The Music and Dance Library is marking the annual New Zealand International Film Festival (19 July-12 August) with a display of film music books.
Heading along to this year’s festival? Bend your ears around the music track and listen to what it is doing. Film music isn’t just a track that exists for our listening pleasure – it’s a vital part of the picture.
In addition to being a well-trained musician, a good film composer is an excellent storyteller. Music can act as sound effects in a bar, foreshadow a crucial plot element or even provide a commentary on a character’s state of mind. Music can echo minimally throughout a narrative, delicately providing links between the scenes where it appears. On the flip side, music can bombastically assault our ears once the bad guy arrives for the big fight at the end, heightening the nail-biting tension of the scene. Whether it is the silent film piano of yesteryear or 90s hip-hop grooves, any kind of music has its place at the movies.
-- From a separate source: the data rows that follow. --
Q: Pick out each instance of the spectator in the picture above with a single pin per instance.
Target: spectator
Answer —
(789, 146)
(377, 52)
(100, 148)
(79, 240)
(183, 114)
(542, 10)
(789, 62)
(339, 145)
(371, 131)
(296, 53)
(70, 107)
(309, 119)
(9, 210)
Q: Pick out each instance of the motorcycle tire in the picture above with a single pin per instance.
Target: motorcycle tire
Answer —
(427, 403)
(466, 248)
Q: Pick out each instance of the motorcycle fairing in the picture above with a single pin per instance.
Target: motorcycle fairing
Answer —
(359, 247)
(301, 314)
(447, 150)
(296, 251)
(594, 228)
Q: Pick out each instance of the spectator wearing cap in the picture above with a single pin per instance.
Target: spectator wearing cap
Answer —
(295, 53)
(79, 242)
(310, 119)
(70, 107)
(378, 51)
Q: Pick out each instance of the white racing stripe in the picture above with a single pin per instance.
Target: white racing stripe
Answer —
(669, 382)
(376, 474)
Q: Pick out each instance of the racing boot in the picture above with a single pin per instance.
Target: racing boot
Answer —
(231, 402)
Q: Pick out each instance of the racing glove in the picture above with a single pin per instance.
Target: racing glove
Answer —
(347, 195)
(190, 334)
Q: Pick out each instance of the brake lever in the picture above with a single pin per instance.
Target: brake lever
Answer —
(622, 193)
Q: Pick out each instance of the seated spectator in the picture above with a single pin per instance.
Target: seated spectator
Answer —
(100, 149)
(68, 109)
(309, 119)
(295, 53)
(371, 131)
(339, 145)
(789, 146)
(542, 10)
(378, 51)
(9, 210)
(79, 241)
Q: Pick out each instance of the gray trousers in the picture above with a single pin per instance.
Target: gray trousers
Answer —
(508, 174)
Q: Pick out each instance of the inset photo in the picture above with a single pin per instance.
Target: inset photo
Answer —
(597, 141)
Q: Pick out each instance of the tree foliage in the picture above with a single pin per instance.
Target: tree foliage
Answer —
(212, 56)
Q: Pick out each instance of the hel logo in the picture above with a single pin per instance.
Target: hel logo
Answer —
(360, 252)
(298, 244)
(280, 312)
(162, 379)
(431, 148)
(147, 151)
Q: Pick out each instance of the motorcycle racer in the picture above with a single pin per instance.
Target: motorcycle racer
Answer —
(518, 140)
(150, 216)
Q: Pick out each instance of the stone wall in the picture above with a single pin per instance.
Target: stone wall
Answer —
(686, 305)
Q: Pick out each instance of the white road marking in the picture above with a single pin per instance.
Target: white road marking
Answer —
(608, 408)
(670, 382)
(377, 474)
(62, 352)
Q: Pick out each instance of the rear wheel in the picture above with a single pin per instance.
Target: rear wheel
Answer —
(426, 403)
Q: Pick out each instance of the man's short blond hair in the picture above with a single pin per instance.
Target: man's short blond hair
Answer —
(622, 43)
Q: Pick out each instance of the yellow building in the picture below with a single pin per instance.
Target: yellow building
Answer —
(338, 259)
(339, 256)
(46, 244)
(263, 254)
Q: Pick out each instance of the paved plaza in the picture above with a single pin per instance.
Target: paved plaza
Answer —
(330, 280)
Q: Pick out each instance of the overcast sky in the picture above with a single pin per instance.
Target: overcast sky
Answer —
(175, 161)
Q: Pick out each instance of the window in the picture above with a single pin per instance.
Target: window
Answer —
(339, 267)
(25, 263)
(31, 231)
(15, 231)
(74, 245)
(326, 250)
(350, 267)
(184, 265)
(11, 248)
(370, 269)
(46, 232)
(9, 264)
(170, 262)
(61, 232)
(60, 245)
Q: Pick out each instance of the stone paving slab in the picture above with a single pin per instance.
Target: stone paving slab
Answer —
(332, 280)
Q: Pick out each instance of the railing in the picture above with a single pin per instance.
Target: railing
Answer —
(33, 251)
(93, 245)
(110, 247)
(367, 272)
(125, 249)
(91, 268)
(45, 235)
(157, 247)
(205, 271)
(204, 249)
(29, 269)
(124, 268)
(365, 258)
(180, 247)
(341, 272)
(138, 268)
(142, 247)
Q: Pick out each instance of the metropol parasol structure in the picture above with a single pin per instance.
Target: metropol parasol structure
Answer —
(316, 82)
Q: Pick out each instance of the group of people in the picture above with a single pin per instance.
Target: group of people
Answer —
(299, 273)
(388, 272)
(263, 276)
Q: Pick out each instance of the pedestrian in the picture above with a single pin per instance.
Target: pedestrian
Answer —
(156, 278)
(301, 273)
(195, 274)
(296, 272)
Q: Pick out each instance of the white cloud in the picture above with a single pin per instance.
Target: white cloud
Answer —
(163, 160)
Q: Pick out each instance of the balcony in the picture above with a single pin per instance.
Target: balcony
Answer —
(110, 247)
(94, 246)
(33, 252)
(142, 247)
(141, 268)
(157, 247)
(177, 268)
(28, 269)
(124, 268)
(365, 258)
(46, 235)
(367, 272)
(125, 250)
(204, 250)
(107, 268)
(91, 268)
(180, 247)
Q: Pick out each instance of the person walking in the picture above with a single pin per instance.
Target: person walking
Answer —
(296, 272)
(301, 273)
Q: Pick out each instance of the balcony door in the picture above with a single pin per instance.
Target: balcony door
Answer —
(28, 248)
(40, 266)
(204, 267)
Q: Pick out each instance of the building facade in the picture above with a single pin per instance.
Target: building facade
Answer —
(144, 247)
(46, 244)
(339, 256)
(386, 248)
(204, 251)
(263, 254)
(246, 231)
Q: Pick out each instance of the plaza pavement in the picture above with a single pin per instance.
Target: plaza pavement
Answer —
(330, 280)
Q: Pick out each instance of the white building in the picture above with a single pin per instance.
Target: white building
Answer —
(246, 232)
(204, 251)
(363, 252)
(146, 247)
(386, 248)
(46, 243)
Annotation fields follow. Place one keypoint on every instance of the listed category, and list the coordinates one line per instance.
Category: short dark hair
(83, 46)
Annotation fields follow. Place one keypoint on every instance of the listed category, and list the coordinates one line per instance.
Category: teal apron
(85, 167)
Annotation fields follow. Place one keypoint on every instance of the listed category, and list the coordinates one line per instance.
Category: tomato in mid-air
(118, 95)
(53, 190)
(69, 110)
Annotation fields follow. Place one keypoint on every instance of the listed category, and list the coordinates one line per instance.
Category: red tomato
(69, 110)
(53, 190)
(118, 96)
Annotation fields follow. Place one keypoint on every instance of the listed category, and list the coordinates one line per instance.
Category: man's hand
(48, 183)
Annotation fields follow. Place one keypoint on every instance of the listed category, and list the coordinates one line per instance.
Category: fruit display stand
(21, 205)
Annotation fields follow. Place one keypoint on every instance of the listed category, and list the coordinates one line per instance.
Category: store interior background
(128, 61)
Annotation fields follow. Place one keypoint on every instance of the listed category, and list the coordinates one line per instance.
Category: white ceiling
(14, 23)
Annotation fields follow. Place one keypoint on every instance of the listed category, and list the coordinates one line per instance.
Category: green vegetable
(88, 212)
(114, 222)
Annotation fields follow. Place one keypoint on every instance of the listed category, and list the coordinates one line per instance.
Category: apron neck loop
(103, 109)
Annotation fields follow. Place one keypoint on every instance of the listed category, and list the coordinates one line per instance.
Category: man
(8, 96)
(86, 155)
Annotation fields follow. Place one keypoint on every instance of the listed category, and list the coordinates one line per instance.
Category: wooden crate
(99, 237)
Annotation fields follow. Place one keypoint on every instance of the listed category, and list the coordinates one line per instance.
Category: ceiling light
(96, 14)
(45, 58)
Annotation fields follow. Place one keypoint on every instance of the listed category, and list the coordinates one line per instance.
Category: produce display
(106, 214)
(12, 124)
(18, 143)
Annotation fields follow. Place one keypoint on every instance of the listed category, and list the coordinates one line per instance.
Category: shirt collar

The Music and Dance Library has a wide-ranging collection of film music books, appealing to both the theory aficionado and those wanting a light read on such a crucial part of popular culture. You can find composer Aaron Copland talking in his own words about “Our New Music” as part of The Hollywood Film Music Reader. The music of Alfred Hitchcock is an alternate language explored in Hitchcock’s Music, a book that features references to important archival documents and interviews with some who knew the legendary director. Come to grips with how movie leitmotifs work in the chapter “Leitmotifs and Musical Reference in the Classical Film Score”, from Music and Cinema. Fans of Twin Peaks will enjoy “A Musical Tour of the Bizarre: Popular Music as Fantasy in David Lynch”, found in Popular Music and the New Auteur: Visionary Film Makers after MTV.